We tucked it away in the Salisbury, England workshop yard and didn’t give it much thought after that.  It was too interesting to use as a donor truck for a restoration, but not quite nice enough to sell as a Preservation Series or Adventure-Ready Series Bishop+Rook Defender.  We decided to keep it for ourselves to enjoy.

The guys in England used the roof hatch for a few “rolling” hunting trips out on the farm.  It started and drove wonderfully each time.  As we grew more curious, we started to poke around the vehicle to see what the real condition she was in. It turned out that the years of service in Africa were very kind to this particular adventuring Land Rover.  Aside from some surface corrosion on the doors and a bit of surface rust on the chassis, she was a rather solid little Landy.

Importing the Land Rover Defender 110 Safari Truck to America

Truth be told, I was a little jealous that I didn’t get to enjoy the fun they were having with the Safari Defender.  The world was on lockdown and I was unable to travel to our English shop.  I told Tom and Andrew in the Salisbury workshop that they should prep the Defender for travel.  She was moving to America!

We had grand dreams of doing something with the Defender but found ourselves well behind on other projects.  After a spirited weekend of driving – and discovering a nasty little wobble at 55mph, she was parked up again in front of our Minneapolis workshop where she sat until today.

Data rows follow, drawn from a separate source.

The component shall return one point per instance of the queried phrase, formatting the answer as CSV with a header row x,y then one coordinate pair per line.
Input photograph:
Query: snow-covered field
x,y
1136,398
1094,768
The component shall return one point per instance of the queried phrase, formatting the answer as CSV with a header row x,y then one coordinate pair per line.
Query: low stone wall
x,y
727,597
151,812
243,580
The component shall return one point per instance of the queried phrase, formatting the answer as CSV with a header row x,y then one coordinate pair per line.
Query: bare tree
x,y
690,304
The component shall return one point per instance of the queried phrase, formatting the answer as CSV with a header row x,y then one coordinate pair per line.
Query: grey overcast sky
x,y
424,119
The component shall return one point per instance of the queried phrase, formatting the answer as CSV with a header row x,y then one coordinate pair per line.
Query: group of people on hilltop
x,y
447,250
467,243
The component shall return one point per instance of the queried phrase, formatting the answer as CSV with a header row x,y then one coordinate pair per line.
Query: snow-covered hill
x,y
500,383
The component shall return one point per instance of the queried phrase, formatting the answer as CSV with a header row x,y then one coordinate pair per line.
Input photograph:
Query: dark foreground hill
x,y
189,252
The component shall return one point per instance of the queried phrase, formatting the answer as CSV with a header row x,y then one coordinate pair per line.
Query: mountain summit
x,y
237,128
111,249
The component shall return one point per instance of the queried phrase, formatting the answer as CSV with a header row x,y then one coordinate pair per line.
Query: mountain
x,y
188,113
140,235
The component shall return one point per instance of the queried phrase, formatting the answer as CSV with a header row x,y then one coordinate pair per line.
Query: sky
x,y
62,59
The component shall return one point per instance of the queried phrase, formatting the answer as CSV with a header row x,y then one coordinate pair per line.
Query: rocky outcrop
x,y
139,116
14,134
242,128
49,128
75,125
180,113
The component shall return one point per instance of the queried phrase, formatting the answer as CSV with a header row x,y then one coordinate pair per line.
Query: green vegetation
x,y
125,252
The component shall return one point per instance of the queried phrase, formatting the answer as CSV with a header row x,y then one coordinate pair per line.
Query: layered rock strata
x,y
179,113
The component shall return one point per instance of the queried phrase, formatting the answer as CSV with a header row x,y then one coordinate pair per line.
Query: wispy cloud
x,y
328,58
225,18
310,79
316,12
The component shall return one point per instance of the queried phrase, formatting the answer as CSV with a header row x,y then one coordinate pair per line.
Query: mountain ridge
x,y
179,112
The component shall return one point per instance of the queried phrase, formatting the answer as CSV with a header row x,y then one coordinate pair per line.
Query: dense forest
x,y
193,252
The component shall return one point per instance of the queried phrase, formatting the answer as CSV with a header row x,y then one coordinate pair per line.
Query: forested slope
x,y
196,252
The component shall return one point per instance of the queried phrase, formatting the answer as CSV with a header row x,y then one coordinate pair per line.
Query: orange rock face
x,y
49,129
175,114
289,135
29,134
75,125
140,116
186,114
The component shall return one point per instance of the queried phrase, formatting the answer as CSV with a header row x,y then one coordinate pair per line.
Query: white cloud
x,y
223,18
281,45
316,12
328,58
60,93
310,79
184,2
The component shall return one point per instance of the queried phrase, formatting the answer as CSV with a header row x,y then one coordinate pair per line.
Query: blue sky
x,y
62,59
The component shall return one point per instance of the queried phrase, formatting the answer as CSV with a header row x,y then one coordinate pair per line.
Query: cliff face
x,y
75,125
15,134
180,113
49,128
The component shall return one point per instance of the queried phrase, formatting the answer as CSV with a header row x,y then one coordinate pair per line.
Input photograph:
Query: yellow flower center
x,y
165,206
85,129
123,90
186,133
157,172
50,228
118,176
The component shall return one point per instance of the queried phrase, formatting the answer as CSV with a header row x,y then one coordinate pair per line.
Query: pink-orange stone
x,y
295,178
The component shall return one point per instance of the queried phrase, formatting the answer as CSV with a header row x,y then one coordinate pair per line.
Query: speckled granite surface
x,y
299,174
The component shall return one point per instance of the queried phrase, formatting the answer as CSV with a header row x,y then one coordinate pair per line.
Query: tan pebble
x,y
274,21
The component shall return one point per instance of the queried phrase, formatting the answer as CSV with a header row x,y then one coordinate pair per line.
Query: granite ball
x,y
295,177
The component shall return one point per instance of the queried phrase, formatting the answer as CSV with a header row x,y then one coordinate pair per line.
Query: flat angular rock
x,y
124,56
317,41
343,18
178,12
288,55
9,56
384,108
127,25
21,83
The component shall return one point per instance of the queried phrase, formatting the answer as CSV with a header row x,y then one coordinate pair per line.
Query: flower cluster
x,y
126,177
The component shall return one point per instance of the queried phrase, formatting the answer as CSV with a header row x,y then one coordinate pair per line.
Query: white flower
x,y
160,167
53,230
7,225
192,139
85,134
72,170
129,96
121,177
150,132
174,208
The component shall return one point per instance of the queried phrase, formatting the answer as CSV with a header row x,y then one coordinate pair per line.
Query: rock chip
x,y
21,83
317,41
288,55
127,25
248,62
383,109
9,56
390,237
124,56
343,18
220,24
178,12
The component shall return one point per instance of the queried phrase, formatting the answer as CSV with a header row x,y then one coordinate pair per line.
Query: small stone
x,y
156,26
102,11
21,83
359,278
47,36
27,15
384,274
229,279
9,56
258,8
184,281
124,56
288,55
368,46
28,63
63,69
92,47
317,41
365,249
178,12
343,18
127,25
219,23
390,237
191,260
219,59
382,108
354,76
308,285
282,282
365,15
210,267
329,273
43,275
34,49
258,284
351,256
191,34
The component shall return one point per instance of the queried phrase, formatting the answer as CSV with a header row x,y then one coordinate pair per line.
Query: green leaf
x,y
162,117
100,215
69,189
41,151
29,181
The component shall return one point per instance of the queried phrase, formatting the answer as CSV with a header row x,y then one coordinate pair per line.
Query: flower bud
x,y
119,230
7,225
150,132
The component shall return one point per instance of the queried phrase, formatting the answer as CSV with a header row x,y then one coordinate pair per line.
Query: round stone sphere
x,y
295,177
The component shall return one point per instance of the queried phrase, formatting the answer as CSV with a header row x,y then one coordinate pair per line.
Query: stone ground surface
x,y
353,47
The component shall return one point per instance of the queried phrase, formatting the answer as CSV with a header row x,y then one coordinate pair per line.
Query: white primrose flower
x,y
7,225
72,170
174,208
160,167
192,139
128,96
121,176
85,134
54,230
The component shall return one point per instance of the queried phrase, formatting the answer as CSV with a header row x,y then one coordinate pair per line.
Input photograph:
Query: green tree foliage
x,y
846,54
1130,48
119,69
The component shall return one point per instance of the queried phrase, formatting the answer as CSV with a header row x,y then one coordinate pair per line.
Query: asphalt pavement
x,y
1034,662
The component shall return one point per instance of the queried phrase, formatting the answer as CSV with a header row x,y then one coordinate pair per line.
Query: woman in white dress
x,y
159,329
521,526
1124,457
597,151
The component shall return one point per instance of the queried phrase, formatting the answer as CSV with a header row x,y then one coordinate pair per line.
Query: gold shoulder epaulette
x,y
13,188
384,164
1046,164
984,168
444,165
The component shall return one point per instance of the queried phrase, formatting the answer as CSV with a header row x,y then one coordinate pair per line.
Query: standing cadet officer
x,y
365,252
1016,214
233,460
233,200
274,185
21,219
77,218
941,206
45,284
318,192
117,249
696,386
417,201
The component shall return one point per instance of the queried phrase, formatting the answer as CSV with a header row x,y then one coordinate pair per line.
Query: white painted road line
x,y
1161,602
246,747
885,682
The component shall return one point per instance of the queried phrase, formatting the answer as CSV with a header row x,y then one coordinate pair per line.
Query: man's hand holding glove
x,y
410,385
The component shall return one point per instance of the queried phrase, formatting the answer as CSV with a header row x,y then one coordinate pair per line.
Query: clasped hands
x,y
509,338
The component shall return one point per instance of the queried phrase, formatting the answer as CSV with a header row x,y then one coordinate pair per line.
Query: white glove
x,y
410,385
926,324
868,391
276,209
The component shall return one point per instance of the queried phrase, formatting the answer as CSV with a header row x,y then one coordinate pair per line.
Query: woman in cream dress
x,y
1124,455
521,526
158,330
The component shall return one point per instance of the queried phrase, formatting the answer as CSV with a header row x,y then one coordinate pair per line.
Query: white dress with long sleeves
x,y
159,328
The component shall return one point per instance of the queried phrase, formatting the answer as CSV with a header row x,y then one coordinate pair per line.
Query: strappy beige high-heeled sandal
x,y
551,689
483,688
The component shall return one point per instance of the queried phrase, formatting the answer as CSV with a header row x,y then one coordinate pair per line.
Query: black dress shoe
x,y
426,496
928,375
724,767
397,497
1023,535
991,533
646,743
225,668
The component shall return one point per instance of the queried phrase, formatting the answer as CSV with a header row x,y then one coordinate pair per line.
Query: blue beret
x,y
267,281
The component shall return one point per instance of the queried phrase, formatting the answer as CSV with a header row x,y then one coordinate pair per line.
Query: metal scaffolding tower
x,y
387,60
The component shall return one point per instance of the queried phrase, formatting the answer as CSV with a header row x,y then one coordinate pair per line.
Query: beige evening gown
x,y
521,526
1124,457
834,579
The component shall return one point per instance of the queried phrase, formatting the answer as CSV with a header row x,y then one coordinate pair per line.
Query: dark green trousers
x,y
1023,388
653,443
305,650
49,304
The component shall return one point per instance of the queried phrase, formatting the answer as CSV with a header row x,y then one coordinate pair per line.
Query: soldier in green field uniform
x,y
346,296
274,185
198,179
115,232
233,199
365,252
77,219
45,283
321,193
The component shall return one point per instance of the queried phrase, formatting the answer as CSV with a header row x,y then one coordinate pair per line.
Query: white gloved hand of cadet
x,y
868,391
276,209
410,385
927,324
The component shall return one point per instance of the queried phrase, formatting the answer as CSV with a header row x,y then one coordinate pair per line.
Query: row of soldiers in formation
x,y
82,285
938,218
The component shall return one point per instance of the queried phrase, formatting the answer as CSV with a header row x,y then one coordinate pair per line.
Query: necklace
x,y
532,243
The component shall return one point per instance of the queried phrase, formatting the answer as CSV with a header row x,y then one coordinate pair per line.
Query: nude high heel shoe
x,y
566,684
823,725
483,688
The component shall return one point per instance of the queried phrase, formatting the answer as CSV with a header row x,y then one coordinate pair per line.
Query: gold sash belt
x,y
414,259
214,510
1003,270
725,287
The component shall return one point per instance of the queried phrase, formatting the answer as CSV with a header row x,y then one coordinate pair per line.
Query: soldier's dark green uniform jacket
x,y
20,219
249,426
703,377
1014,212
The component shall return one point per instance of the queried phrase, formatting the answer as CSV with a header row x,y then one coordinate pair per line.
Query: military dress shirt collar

Project Mombasa – A Preservation Story

We don’t restore all the vehicles we get into the workshop. Some are just too interesting to do anything other than sorting them out mechanically and enjoy them for what they are.  The story of Mombasa (named because of her service in Kenya) is one of saving her heritage and history of adventure, but ensuring she is as solid and as reliable as a full nut-and-bolt restoration.

We spent the better part of a day poking around this gem of a Defender, making a mental list of items that needed to be addressed – including spending the better part of an afternoon figuring out the extended fuel tank we found hidden under the driver’s seat.

We decided that we would try to save this old Land Rover Defender 110 in a very unique way.  We want to find a way to preserve every bit of the patina on the vehicle while making her fit for long overland adventures.  We will feature her in our latest Bishop+Rook Defender TV Defender Rescue series.   We’re not quite sure how far we will go, but the hope is that we will be able to share our knowledge of Land Rover Defender restoration through the eyes of saving this one from the terrible fate of either rusting away in a field – or worse – being fully restored and eliminating her charm.